UCLA has received a $2.2 million boost in state funding that will help advance its innovation and entrepreneurship efforts.

The financial support comes from a $22 million investment in the University of California from Assembly Bill 2664, the Innovation and Entrepreneurship Expansion. It has been divided equally among the UC’s 10 campuses.

“This funding will truly accelerate UCLA’s fulfilling of one of its key missions: the translation of fundamental research to benefit society,” said Ann Karagozian, UCLA’s interim vice chancellor for research. “These funds will have a powerful impact on optimizing discoveries and inventions developed through our world-class UCLA research.”

Specifically, UCLA will direct much of its share toward helping turn grant-funded research into market-ready technology by demonstrating that ideas work as proofs of concept.

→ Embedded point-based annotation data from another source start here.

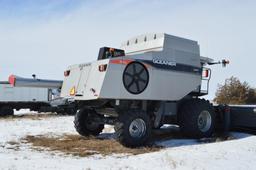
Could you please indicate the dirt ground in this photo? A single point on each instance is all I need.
(105, 144)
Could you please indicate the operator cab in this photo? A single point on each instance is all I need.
(107, 52)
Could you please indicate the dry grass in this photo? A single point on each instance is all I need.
(82, 146)
(35, 116)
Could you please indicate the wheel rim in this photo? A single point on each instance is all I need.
(204, 121)
(137, 128)
(91, 125)
(135, 78)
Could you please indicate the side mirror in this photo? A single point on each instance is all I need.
(224, 63)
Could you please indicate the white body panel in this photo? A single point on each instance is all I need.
(9, 93)
(173, 66)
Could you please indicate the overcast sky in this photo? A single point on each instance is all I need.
(45, 36)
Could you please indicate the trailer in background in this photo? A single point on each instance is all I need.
(34, 94)
(22, 98)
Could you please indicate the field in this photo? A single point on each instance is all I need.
(48, 141)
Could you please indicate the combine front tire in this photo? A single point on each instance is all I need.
(85, 122)
(197, 118)
(133, 128)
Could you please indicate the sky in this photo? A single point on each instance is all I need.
(43, 37)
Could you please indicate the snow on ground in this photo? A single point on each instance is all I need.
(177, 154)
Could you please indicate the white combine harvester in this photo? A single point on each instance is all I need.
(155, 79)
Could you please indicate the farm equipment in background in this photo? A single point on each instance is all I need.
(154, 79)
(34, 94)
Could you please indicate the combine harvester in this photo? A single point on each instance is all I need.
(154, 79)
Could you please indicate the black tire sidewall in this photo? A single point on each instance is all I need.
(123, 124)
(188, 118)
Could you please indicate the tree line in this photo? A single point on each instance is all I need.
(235, 92)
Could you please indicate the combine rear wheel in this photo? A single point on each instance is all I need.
(197, 118)
(133, 128)
(85, 123)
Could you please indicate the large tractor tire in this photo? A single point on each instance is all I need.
(6, 111)
(196, 118)
(85, 122)
(133, 128)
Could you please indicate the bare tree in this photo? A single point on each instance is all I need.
(235, 92)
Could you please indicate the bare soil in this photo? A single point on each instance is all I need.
(34, 116)
(83, 146)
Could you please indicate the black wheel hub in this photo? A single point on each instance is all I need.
(135, 78)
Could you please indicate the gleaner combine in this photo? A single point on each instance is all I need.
(154, 79)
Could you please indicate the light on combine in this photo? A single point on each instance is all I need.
(66, 73)
(206, 73)
(72, 91)
(103, 67)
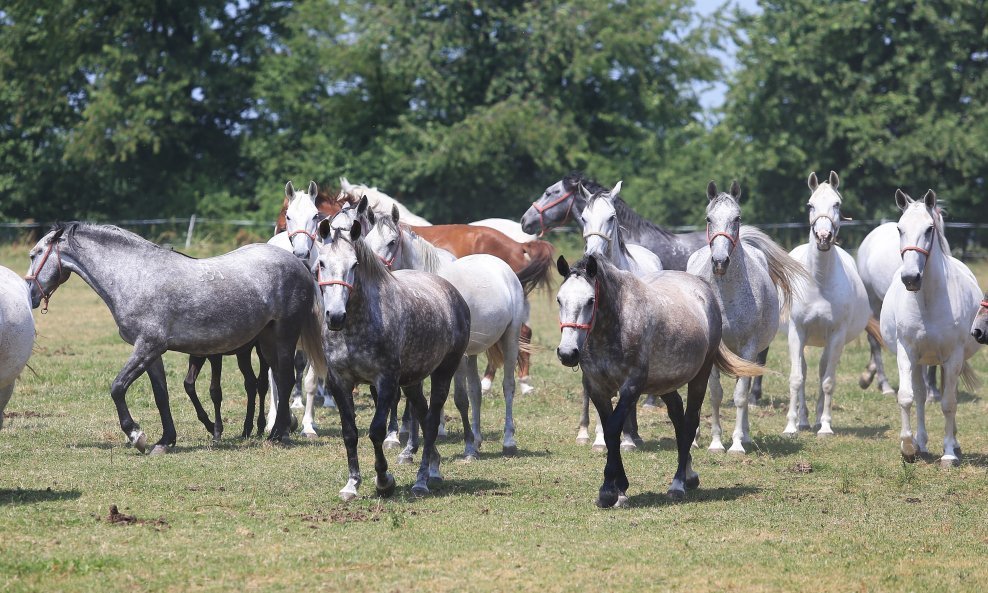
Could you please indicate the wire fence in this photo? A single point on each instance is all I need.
(967, 240)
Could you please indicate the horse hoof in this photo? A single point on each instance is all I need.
(388, 488)
(606, 500)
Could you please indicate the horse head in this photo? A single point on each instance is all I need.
(920, 230)
(577, 299)
(824, 210)
(723, 225)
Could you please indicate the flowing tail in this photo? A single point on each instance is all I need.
(538, 271)
(730, 363)
(787, 274)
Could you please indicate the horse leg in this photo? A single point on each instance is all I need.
(716, 397)
(156, 373)
(461, 400)
(416, 416)
(756, 383)
(797, 383)
(910, 381)
(931, 383)
(524, 360)
(135, 366)
(950, 372)
(195, 367)
(582, 435)
(828, 383)
(250, 387)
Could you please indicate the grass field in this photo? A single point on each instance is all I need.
(838, 514)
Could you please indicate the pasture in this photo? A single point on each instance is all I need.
(809, 514)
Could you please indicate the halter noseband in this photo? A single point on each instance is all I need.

“Our group will use these funds to remove risk from and create value for early-stage projects,” said Amir Naiberg, associate vice chancellor and CEO and president of the UCLA Technology Development Group, formerly the UCLA Office of Intellectual Property and Industry-Sponsored Research. “This will allow us to have an even more meaningful impact in our ecosystem and bring more UCLA innovation to the marketplace”.

Funds will also be used for the Technology Development Group’s entrepreneurs-in-residence program, as well as educational and outreach programs, staffing and startup services, said Thomas Lipkin, head of new ventures in TDG.

UCLA has received more than $1 billion per year in research funding from outside sources in five of the past seven years and is among the nation’s leading universities in the field of technology transfer. In the last fiscal year alone, the Technology Development Group has helped UCLA researchers launch 21 startup companies, disclose 412 inventions and license 114 inventions to companies.

More than 150 startup companies have been created in the past seven years as a result of groundbreaking UCLA discoveries and innovations. These companies not only provide products that benefit the public, they also create jobs and contribute to the local economy. A 2013 economic impact study produced by UCLA found that UCLA startups created more than 4,400 jobs, $295 million in employee compensation and $108 million in federal, state and local tax revenue annually, and contribute a total of $1.1 billion to the economy each year.